Кроме зияющих пустотой редакционных кабинетов, нахожу растерянных работников типографии и еще нечто более интересное Все с оттисками шло хорошо. И вдруг нам подали оттиск обложки. И в наших сердцах зашевелился ужас: на носу у Сталина… оказалось нечто похожее на огромный оскорбительный прыщ!
Это предательски-провокаторски сработала обратная сторона с ее объявлениями.
Стали пробовать другую бумагу, прыщ бледнел, но не исчезал.
Шел 12-й час ночи. Я поручаю управляющему и метранпажу или найти наконец соответствующую, безопасную бумагу, или переверстать или даже вовсе убрать объявления. А меня они отпускают до пяти утра домой. Поспать хоть два-три часа. В пять я приду, проверю и благословлю в печать. Так оно и было бы…
Но только в пять часов я не пришел в редакцию.
Я никогда больше в нее не пришел.
В 2 часа ночи около моей квартиры раздался топот солдат и показались черные тени фуражек на оконных занавесках.
В ту ночь я расстался с женой. Снова мы увиделись с ней лишь через 28 лет, а вновь соединиться смогли только в конце 1975 года — через 30 лет.
Так умер «Рубеж». Набранный номер не был отпечатан. Журналу, оказалось, не суждено было стать советским <…>. Как и автору этих строк <…>.
Сергей Яворский. Австралия
Н. М. Крук
26 декабря 1997. Сидней (Австралия)
Дорогая Лашенька,
Перечла странички твоих писем — апрель, июль, ноябрь — боюсь, что где-то плавает одна страничка, но того, что перечла — достаточно: я с тобой, в доме, где растворяется время в работе и добрых намерениях и недовольстве собой (точно как у меня), в Париже с Герра и Петровым, в твоих воспоминаниях о поездках и встречах «во времена оны». Знаешь, я понимаю Линника и всех остальных, желающих восстановить твое, наше прошлое — им это интересно не только как материал (это, конечно, тоже), но и как утонувшая Атлантида, и все это в ретроспективе плюс экзотика твоей жизни!..
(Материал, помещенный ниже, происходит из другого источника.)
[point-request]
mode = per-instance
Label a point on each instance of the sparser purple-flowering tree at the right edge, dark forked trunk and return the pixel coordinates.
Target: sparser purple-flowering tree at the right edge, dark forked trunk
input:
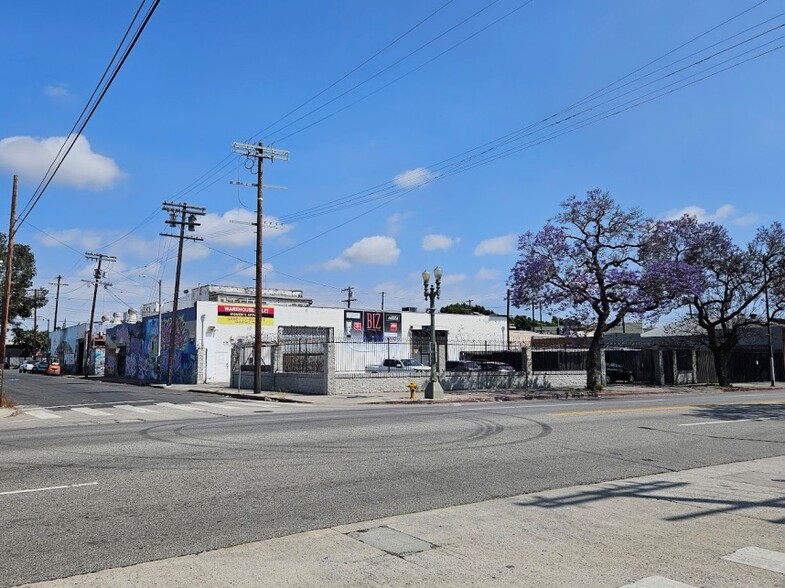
(734, 279)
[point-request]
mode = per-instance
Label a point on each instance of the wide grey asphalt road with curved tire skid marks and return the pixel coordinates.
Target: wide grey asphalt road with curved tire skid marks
(91, 496)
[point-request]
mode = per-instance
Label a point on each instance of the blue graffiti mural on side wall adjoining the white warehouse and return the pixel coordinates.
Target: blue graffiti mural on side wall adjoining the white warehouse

Но оттого, что наступила старость,
Чему и тело иногда не верит,
Что времени осталось капля, малость,
А сердце бредит…
А дальше что? И вообще, как это выразить? Стихи возникают редко, но вдруг, именно от солнца, либо музыки, либо просто мгновенного удовлетворения «в собственной коже» возникает теплое и неплохое стихотворение <…>.
Печатаю на столе в столовой и за этим же столом Фимка[169] строчит шахматную статью, заказанную ему журналом в Израиле. В духовке жарится моя курчонка <…>. За завтраком слушали присланную мне Штейном магнитофонную запись — он регулярно выступает по радио с литературной программой. Хочет узнать мое мнение — программа о дальневосточных, а вернее, о русских поэтах Харбина и Шанхая. Выступает он с пафосом, и, хотя явно эрудирован и предан русской поэзии, мне кажется, у него своего рода «прогумилевская предвзятость». Можно ли так выразиться? Он пишет о колоссальном влиянии Гумилева на харбинских поэтов, а затем цитирует Щеголева, написавшего, что если бы Гумилев стал врагом России (подразумевая войну с Германией), то «не надо нам и Гумилева», а также Мэри Крузенштерн, написавшую, что. хотя она еще хранит Гумилева, — ей ближе Симонов[170]. Штейн называет это предательством и говорит, что Мэри была наказана Музой, ибо после этого стихотворения и до предсмертного, продиктованного Мэри Визи стихотворения, посвященного польской прабабушке, она не писала ни одной строчки… Правда ли это?
Считаю, что он не прав — многие искренне болели за свою родину <…>.
Под конец. Рассмешить? Огорчить? Помнишь, у нас есть деревянный альбом с джонкой и иероглифами? Он полон старых фото: твоей свадьбы, нас у тебя в Ханчжоу… Так вот, порвались кожаные скрепы, и мы отнесли его поправить сапожнику. Сапожник из армян, с большими сентиментальными глазами, возвращая нам альбом, он признался, что посмотрел его. Открыл первую страницу (мы с Фимкой во Французском клубе), спросил: «Это вы? Знаете, я всплакнул, глядя на эти фото… Что делает с людьми время!» Милый человек.